The present study revealed several aspects of public uncertainty and ignorances with regard to the causation of oral cancer which need to be emphasised in future public education programmes, particularly using mass media. Future programmes attempting to educate the public, such as the European Code against Cancer, need to contain a focus on issues related to oral cancer control.

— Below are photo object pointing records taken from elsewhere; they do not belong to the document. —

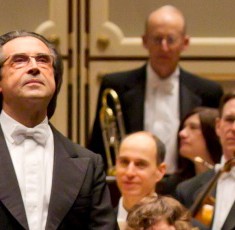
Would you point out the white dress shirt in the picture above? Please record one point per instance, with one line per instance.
(161, 115)
(225, 196)
(33, 168)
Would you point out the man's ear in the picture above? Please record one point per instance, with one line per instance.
(186, 42)
(144, 41)
(161, 171)
(217, 126)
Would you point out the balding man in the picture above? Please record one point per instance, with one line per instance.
(139, 166)
(156, 96)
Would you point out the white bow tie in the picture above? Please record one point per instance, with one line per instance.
(39, 133)
(164, 86)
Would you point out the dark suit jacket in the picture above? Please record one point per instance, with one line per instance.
(188, 190)
(130, 86)
(79, 198)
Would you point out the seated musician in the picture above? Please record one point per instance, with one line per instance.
(139, 166)
(159, 212)
(223, 211)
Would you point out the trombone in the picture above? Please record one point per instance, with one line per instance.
(112, 126)
(203, 207)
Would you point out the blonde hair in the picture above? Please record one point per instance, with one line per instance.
(152, 209)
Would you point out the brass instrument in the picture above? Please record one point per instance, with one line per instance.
(203, 207)
(112, 125)
(203, 162)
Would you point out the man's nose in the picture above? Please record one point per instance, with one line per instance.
(164, 44)
(182, 133)
(33, 66)
(130, 170)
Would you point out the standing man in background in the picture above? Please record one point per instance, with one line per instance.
(46, 181)
(156, 96)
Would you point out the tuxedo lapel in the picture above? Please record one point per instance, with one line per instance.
(68, 176)
(230, 220)
(188, 99)
(10, 194)
(134, 101)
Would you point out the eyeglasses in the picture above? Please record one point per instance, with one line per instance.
(18, 61)
(170, 40)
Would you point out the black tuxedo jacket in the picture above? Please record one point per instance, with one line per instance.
(130, 87)
(188, 191)
(79, 198)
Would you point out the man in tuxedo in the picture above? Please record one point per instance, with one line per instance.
(139, 168)
(46, 182)
(156, 96)
(188, 191)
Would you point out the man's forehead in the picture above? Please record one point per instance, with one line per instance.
(25, 44)
(229, 107)
(136, 156)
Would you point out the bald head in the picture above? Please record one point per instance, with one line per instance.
(146, 142)
(137, 167)
(167, 15)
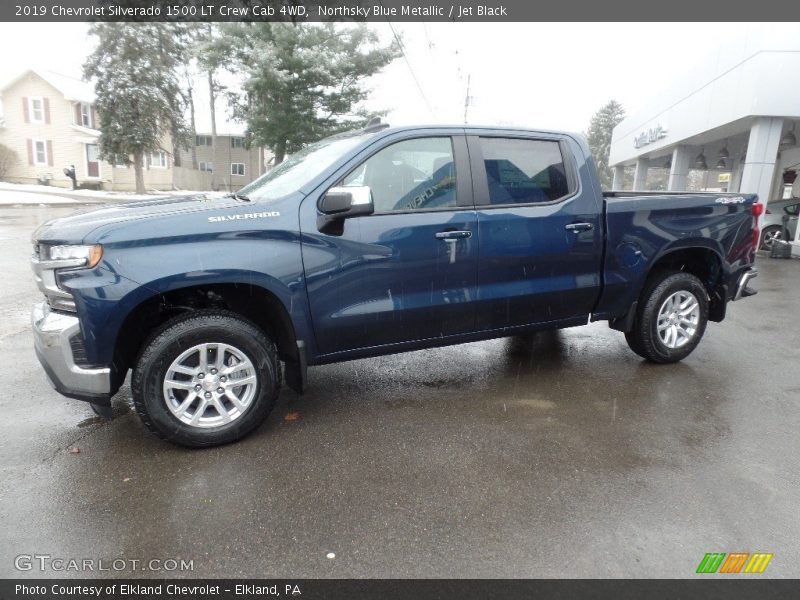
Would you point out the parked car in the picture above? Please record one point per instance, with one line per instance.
(373, 242)
(779, 221)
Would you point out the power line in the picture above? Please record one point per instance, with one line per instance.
(410, 69)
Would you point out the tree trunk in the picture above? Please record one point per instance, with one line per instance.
(138, 173)
(193, 123)
(280, 152)
(211, 104)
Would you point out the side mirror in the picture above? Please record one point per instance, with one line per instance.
(340, 203)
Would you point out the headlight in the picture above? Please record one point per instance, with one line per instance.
(90, 255)
(49, 261)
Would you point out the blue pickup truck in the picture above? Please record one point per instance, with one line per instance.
(377, 241)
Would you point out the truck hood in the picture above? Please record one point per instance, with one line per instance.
(75, 228)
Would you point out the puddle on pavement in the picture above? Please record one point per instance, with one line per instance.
(119, 409)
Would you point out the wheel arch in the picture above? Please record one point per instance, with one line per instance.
(254, 302)
(702, 260)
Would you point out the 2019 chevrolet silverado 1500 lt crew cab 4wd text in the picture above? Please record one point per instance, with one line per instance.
(377, 241)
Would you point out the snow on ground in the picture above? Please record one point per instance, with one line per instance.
(10, 198)
(17, 193)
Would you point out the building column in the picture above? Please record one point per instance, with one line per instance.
(640, 177)
(679, 171)
(619, 178)
(762, 154)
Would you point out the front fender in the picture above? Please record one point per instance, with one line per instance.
(130, 275)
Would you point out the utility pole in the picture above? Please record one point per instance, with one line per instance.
(466, 100)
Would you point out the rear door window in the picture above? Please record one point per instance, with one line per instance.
(520, 171)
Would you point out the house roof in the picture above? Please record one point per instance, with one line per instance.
(74, 90)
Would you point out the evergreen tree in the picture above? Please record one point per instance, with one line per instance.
(303, 82)
(138, 94)
(599, 138)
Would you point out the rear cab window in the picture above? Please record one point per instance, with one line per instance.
(524, 171)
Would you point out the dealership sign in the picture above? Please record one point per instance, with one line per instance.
(649, 136)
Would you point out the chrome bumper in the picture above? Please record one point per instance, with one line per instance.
(51, 334)
(742, 291)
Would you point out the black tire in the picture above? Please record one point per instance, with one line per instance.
(644, 339)
(182, 333)
(769, 235)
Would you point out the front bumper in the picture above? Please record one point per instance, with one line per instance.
(742, 291)
(51, 340)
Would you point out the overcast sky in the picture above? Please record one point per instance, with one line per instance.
(549, 75)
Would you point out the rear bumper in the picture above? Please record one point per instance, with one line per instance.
(742, 291)
(51, 340)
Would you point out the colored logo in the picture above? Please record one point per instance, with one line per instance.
(734, 562)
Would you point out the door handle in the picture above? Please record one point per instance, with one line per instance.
(453, 235)
(576, 227)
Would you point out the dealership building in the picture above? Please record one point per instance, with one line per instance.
(731, 124)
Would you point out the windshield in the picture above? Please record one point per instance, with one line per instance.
(300, 168)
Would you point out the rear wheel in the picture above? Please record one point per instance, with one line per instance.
(671, 319)
(206, 378)
(769, 235)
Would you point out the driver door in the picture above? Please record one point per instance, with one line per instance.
(408, 272)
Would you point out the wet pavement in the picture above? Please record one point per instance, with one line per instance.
(559, 455)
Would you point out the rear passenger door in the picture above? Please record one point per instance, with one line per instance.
(539, 231)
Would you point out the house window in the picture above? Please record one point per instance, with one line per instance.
(39, 152)
(36, 106)
(158, 160)
(86, 115)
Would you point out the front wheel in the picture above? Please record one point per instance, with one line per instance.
(206, 378)
(671, 318)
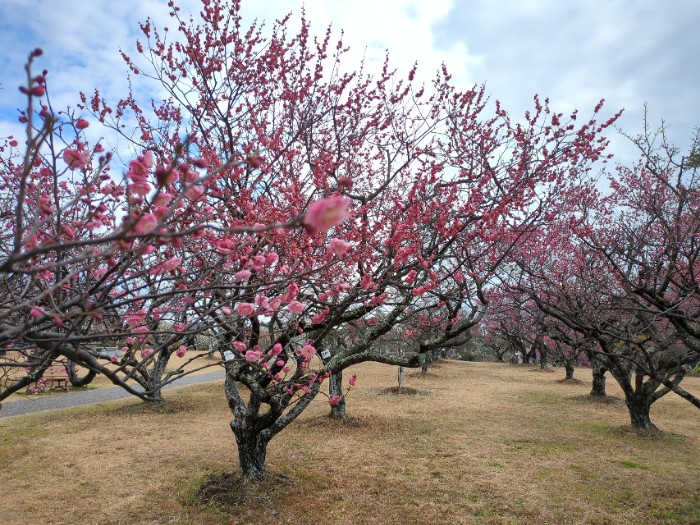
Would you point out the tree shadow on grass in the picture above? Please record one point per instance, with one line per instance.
(230, 489)
(405, 391)
(598, 400)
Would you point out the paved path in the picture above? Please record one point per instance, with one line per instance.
(99, 395)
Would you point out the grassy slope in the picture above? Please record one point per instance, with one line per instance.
(481, 443)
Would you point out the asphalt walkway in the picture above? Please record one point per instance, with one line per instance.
(86, 397)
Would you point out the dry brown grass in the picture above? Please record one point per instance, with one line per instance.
(480, 444)
(202, 365)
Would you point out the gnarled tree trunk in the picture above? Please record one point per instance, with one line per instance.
(599, 370)
(335, 389)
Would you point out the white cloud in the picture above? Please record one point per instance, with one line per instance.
(575, 53)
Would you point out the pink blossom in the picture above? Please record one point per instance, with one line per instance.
(252, 355)
(257, 262)
(146, 223)
(75, 158)
(319, 317)
(323, 214)
(275, 304)
(334, 400)
(338, 247)
(308, 351)
(295, 307)
(36, 312)
(242, 275)
(134, 319)
(171, 264)
(245, 309)
(162, 199)
(194, 192)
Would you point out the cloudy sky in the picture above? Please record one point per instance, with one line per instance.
(574, 52)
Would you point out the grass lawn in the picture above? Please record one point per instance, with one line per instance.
(478, 443)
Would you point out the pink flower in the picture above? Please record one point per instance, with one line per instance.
(308, 351)
(134, 319)
(146, 223)
(252, 355)
(171, 264)
(323, 214)
(75, 158)
(194, 192)
(295, 307)
(242, 275)
(245, 309)
(338, 247)
(334, 400)
(36, 312)
(162, 199)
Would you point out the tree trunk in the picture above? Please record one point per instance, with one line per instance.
(75, 380)
(569, 370)
(639, 407)
(598, 388)
(252, 451)
(335, 388)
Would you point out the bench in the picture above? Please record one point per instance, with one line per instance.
(54, 377)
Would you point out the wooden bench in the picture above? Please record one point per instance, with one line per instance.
(54, 377)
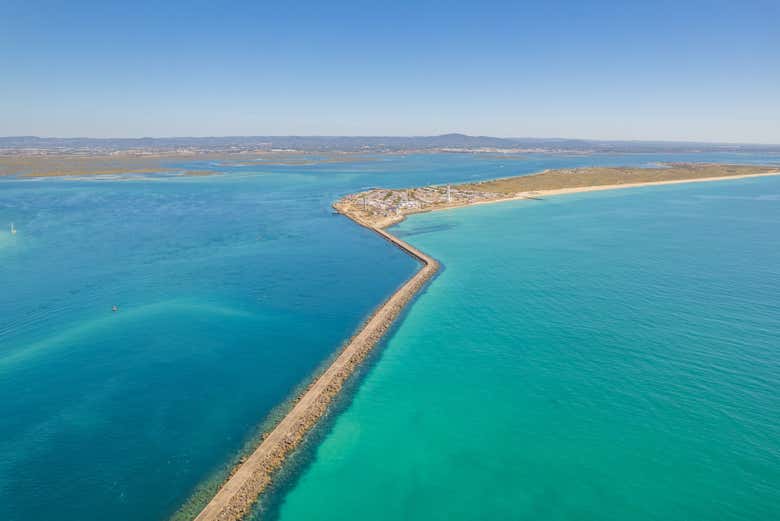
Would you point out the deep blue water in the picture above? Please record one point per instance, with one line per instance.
(601, 356)
(232, 290)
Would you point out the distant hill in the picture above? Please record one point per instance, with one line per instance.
(451, 142)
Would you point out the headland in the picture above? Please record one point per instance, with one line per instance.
(379, 208)
(384, 207)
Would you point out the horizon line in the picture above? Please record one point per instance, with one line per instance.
(401, 136)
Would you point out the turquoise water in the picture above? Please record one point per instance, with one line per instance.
(232, 290)
(597, 356)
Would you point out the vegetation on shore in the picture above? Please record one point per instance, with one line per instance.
(383, 207)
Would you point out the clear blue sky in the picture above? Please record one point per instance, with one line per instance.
(679, 70)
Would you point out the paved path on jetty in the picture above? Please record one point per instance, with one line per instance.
(237, 496)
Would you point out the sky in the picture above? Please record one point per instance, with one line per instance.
(657, 70)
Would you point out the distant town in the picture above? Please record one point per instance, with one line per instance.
(446, 143)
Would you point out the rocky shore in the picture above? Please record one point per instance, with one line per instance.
(239, 493)
(377, 209)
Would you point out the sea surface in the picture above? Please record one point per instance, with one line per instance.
(608, 356)
(592, 355)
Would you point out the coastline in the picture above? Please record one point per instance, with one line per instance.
(238, 494)
(383, 221)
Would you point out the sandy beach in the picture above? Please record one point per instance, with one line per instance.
(237, 496)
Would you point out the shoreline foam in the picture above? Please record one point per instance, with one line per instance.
(240, 492)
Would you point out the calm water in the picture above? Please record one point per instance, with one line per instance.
(601, 356)
(233, 289)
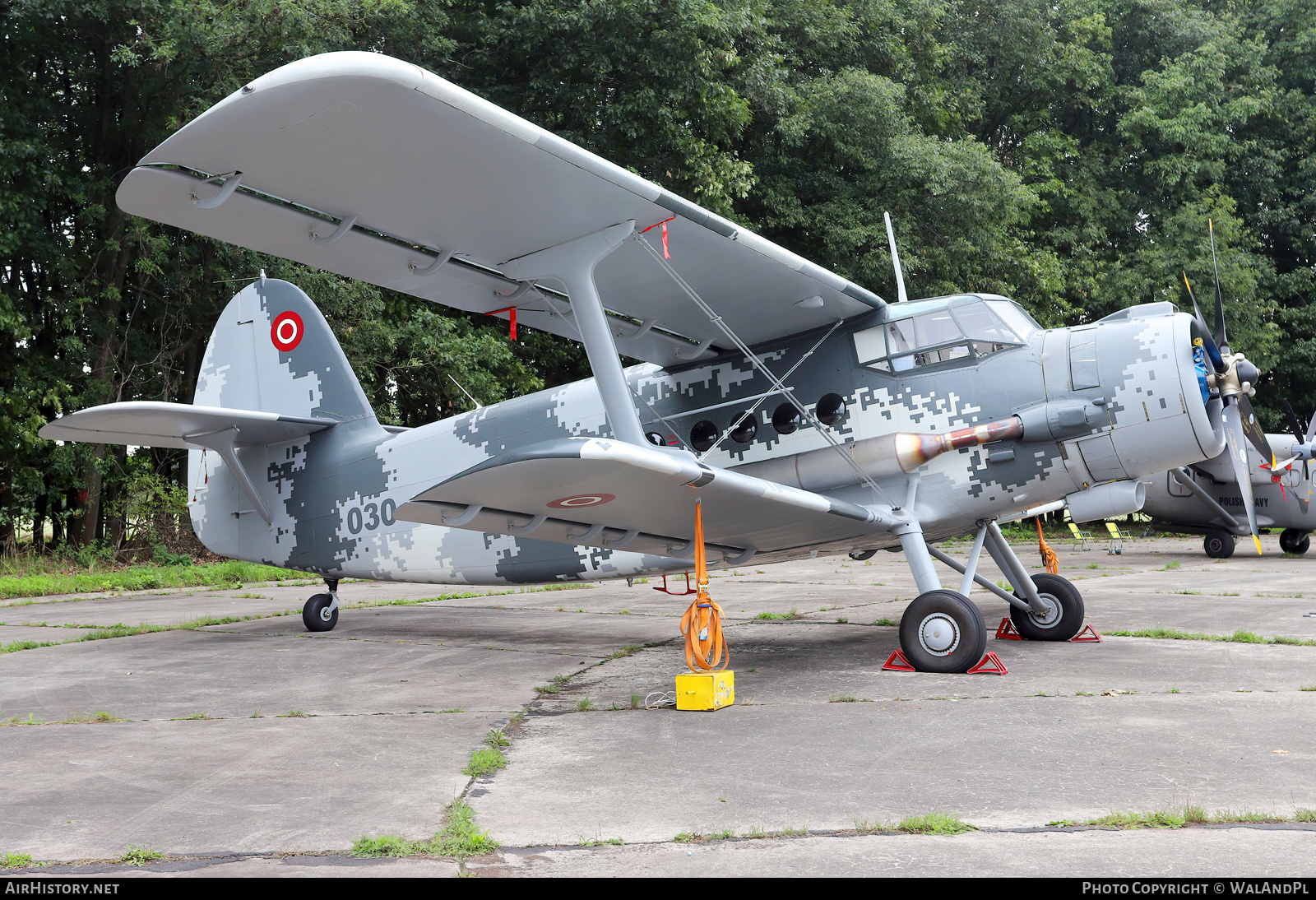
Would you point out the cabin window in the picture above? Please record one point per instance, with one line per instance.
(831, 408)
(747, 430)
(786, 419)
(703, 436)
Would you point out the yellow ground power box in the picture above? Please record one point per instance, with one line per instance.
(706, 691)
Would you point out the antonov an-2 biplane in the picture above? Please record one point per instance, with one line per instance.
(807, 414)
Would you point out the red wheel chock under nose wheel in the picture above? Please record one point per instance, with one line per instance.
(898, 663)
(1007, 630)
(1087, 636)
(990, 665)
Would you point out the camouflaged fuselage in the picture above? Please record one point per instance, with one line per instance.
(336, 492)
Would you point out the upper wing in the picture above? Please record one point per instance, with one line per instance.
(153, 424)
(609, 494)
(401, 165)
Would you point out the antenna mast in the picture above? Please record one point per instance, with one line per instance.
(895, 259)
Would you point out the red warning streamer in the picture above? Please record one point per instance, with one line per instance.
(512, 315)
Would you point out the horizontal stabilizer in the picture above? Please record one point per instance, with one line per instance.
(607, 494)
(178, 425)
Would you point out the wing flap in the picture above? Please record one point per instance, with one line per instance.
(418, 164)
(177, 425)
(609, 494)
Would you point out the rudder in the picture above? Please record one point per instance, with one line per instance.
(273, 350)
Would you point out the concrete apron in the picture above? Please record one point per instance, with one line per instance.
(379, 755)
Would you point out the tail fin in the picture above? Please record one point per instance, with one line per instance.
(273, 350)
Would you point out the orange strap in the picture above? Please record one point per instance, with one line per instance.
(703, 621)
(1050, 559)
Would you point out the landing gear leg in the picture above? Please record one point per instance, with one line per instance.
(322, 610)
(941, 630)
(1294, 541)
(1054, 607)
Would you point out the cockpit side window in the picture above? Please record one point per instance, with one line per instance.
(961, 331)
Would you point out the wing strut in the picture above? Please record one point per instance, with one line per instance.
(572, 263)
(758, 364)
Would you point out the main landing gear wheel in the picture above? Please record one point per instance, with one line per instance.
(1217, 544)
(943, 632)
(1294, 541)
(1063, 617)
(316, 614)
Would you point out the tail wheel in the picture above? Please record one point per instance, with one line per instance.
(316, 615)
(943, 632)
(1294, 541)
(1219, 544)
(1063, 617)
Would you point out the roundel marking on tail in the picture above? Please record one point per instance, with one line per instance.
(287, 331)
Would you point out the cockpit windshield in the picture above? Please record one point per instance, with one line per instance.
(961, 328)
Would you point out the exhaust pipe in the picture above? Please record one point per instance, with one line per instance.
(881, 457)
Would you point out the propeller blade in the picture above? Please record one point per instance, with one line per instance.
(1221, 338)
(1252, 428)
(1207, 341)
(1235, 437)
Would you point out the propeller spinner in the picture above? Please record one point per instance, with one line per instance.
(1235, 378)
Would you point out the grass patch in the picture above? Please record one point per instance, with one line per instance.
(1125, 820)
(232, 573)
(386, 845)
(458, 840)
(934, 824)
(15, 647)
(1237, 637)
(140, 856)
(484, 762)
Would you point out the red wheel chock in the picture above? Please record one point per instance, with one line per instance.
(677, 594)
(990, 665)
(898, 663)
(1007, 630)
(1087, 636)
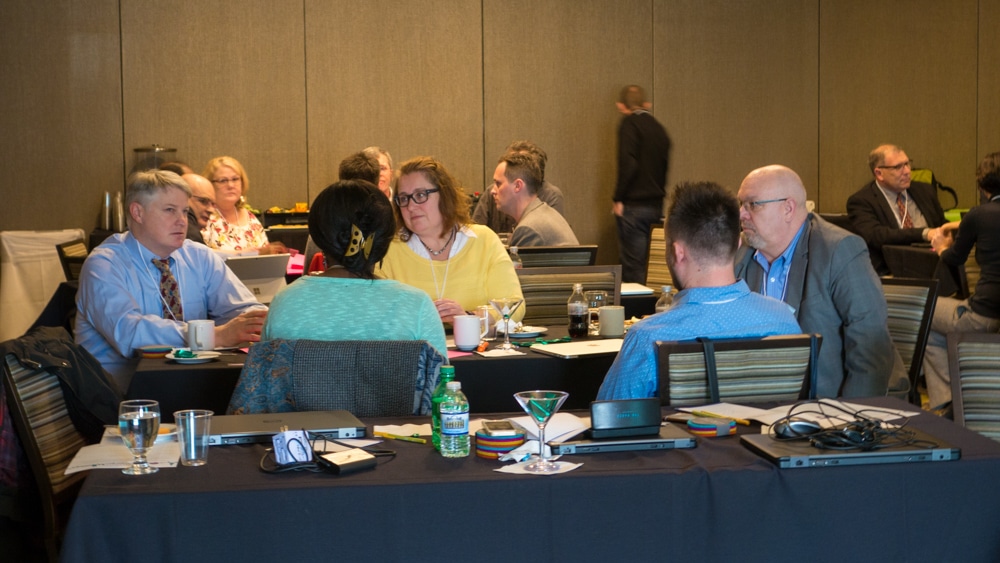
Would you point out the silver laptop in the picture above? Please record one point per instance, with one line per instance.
(264, 276)
(670, 437)
(251, 428)
(800, 453)
(581, 348)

The following messages are appropriate:

  • Do not smoke: avoid smokeless tobacco products

  • Moderate alcohol intake: 21 units per week for men, 14 for women

  • Avoid excessive exposure to sunlight to prevent lip cancer

  • Eat green and yellow fresh fruit and vegetables as a source of β carotene

  • White and red patches of oral mucosa are surrogate markers

  • Have regular mouth check ups with your dentist

  • Seek immediate professional advice on discovering any lumps or ulcers persisting over 2 weeks.

In addition to public education a comprehensive health promotion strategy to reduce smoking and excess alcohol consumption is essential to halt increases in oral cancer trends. The Government White Paper on smoking prevention, published in December 1998 provides a welcome stimulus for effective policy developments.

The results of this survey provide benchmark measures against which changes in attitudes on oral cancer and its causation among the UK public can be measured.